So, I suppose the next step to this would be to parse a bunch of screenplays from different formats, into a single readable format and then train an image model on the frames of those movies we also trained the text model with screenplays on to get a cross reference of what is written down vs what is displayed visually. And we can break down the visual shots with camera movements, steadicam, dolly move etc as well as identify key props in the image model (maybe. Sounds expensive) and compare them to key props in the script. I don’t know, I’m spitballing now but a multi-modal Hollywood film producer would be kind of fun but this totally is just starting as a way to standardize the script in a granular form and to code since I’m not out on set.
What would be a typical unit? A keyframe?

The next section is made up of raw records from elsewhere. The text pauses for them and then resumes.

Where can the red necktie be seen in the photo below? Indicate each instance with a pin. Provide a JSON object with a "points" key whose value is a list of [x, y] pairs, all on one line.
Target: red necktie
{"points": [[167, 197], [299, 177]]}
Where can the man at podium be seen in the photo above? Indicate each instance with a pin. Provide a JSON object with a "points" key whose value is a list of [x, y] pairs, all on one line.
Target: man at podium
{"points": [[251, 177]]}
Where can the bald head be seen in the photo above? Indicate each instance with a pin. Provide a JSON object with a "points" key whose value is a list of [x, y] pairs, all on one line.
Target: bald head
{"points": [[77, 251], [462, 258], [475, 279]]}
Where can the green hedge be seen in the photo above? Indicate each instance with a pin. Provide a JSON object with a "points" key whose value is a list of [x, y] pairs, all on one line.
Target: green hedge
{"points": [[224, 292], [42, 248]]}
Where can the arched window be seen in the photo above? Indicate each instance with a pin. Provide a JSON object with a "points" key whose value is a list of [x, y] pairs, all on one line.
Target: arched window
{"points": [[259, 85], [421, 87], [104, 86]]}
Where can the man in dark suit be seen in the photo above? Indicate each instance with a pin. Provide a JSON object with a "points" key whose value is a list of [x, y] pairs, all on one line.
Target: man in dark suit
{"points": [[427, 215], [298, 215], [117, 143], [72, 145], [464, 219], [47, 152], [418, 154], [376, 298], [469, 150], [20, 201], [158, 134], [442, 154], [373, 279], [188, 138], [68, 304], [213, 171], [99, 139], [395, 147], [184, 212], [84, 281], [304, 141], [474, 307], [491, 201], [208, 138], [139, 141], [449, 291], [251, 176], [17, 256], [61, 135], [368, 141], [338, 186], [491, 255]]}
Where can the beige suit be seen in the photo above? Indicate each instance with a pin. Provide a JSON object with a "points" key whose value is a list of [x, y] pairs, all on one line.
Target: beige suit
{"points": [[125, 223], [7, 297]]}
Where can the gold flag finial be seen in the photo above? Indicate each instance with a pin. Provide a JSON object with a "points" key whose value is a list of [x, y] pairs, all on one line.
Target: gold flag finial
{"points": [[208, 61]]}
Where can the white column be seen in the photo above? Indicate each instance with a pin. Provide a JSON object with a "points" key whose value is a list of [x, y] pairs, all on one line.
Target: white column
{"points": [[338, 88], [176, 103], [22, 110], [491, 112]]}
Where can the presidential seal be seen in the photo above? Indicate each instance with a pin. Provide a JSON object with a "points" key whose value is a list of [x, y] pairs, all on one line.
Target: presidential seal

A bucket of frames?
Because the elements are temporal and visual, I think some form of “object in time” relation must be encoded in the description?
For example, when we are shooting there is a rough formula for how long of a day we need to get those scenes. Usually it’s 1 hour per 1 page scene plus an extra 30 mins added on for each character in the scene. But that doesn’t translate to the final product as that information tells us nothing about how long or important a scene should be in the final product.
But it’s also possible I’m getting too ahead of myself here and maybe there’s another object that is created that includes the scene, production and final product objects instead of jamming it all into this object.
Open to anything suggestions you may have.